Juniorengruppen: Gruppen, in welchen sich Junioren (11-14 Jahre) zusammenschließen, um wichtige Fragen des Lebens und religiöse Themen zu diskutieren. Daran können sowohl Bahai wie auch nicht-Bahai Junioren teilnehmen. (Siehe auch » Kernaktivitäten)
Kalender: Der Bahai-Kalender besteht aus 19 Monaten zu jeweils 19 Tagen, und beginnt am 21. März mit dem neuen Jahr (» Naw Ruz). Die übrigen vier (bzw. fünf) Tage werden vor dem letzten Monat (» Fastenzeit) eingeschoben und nennen sich die » “Eingeschobenen Tage” (Ayyam-i-Ha).
Kernaktivitäten: die örtlichen Bahai-Gemeinden weltweit konzentrieren sich auf einige sog. Kernaktivitäten, die ein Angebot für die gesamte Bevölkerung des jeweiligen Ortes darstellen sollen. Dazu gehören » Andachtsversammlungen, » Institutskurse, » Kinder- und » Juniorengruppen.
Kinderklassen: Klassen für Kinder, bei welchen die verschiedenen Religionen vorgestellt, Tugenden gelehrt, Gebete gesprochen und auswendig gelernt, wie auch Lieder moralischen Inhalts gesungen und kooperative Spiele gespielt werden. (Siehe auch » Kernaktivitäten)
Naw Ruz [sprich: nou-ruus]: Am 21. März beginnt nach dem » Bahai-Kalender das neue Jahr.

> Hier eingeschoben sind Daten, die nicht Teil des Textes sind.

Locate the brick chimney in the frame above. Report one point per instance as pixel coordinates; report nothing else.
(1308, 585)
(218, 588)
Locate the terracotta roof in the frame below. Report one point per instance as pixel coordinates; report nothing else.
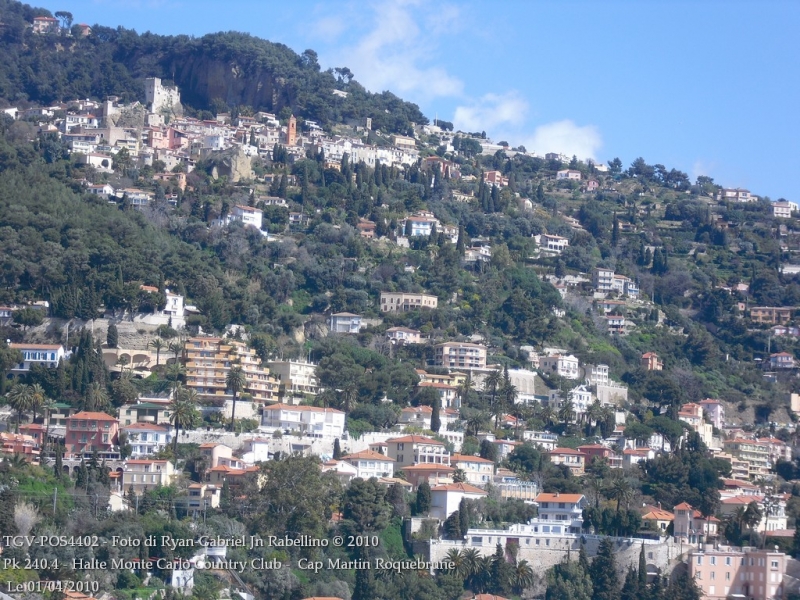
(16, 346)
(368, 454)
(659, 515)
(429, 467)
(458, 487)
(416, 439)
(741, 500)
(557, 497)
(92, 416)
(147, 426)
(469, 458)
(570, 451)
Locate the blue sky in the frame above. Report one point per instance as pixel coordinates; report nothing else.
(708, 87)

Dieser Tag wird auf persisch auch Naw Ruz (“neuer Tag”) genannt und ist einer der neun Bahai-Feiertage. Üblicherweise begehen die Bahai diesen Feiertag mit ihrer Familie, ihrer Gemeinde und ihren Freunden. In vielen Familien werden an diesem Tag auch Geschenke ausgetauscht.
Lehren: in der Bahai-Religion gibt es keine offensive Mission. „Lehren“ ist ein Ausdruck dafür, anderen Menschen die Bahai-Lehre zu verkünden.
Pflichtgebet: In der Bahai-Religion gibt es drei Pflichtgebete, ein kurzes, ein mittleres und ein langes. Der/die Gläubige (ab 15 Jahre) ist verpflichtet, jeden Tag jeweils eines seiner Wahl zu sprechen. Das lange und das mittlere Pflichtgebet werden von Bewegungen begleitet, welche Anbetung zu Gott, Demut und Ehrfurcht ausdrücken.
Pilgerreise: eine Reise ins Heilige Land oder an andere Heilige Stätten der Bahai nennt man eine Pilgerreise. Meistens ist damit eine neuntägige Reise nach » Haifa/Akka gemeint, wo die Bahai Gast der Gemeinde sind und an Führungen zu den verschiedenen historischen Stätten der Bahai-Geschichte teilnehmen können, um die Geschichte ihres Glaubens zu erleben. Sie haben dort auch die Gelegenheit, an den Heiligen Stätten zu beten und zu meditieren.
Pionieren: ein Bahai, der in Länder/Orte zieht, in denen die Bahai-Gemeinde Unterstützung braucht, wird „Pionier“ genannt.
Reiselehrer: Bahai, die in ein Land oder einen Ort ihrer Wahl reisen, um dort die Bahai-Gemeinden zu unterstützen bzw. die Bahai-Lehre zu verkünden.
Ruhi: eine Form des » Institutskurses (ursprünglich aus Kolumbien); eine Kursfolge von verschiedenen Büchern, mit deren Hilfe die Teilnehmer und ein Moderator sich mit verschiedenen geistigen und gesellschaftlichen Themen näher beschäftigen. Das Material basiert auf dem Bahai-Schrifttum.
Ridvan [sprich: res-wan]: die Zeit zwischen dem 21. April und 2. Mai hat für die weltweite Bahai-Gemeinde eine besondere Bedeutung. Ridvan ist das höchste Fest und erinnert daran, dass im April 1863 Bahaullah, der Stifter der Bahai-Religion, erstmals im Garten Ridvan (bei Bagdad) öffentlich seine Botschaft verkündete. Während dieser Zeitspanne gibt es drei besonders herausragende Feiertage: 21. April, 29. April und 2. Mai. Außerdem werden jedes Jahr am 21. April (bzw. am Vorabend) weltweit in allen Bahai-Gemeinden die örtlichen Geistigen Räte gewählt.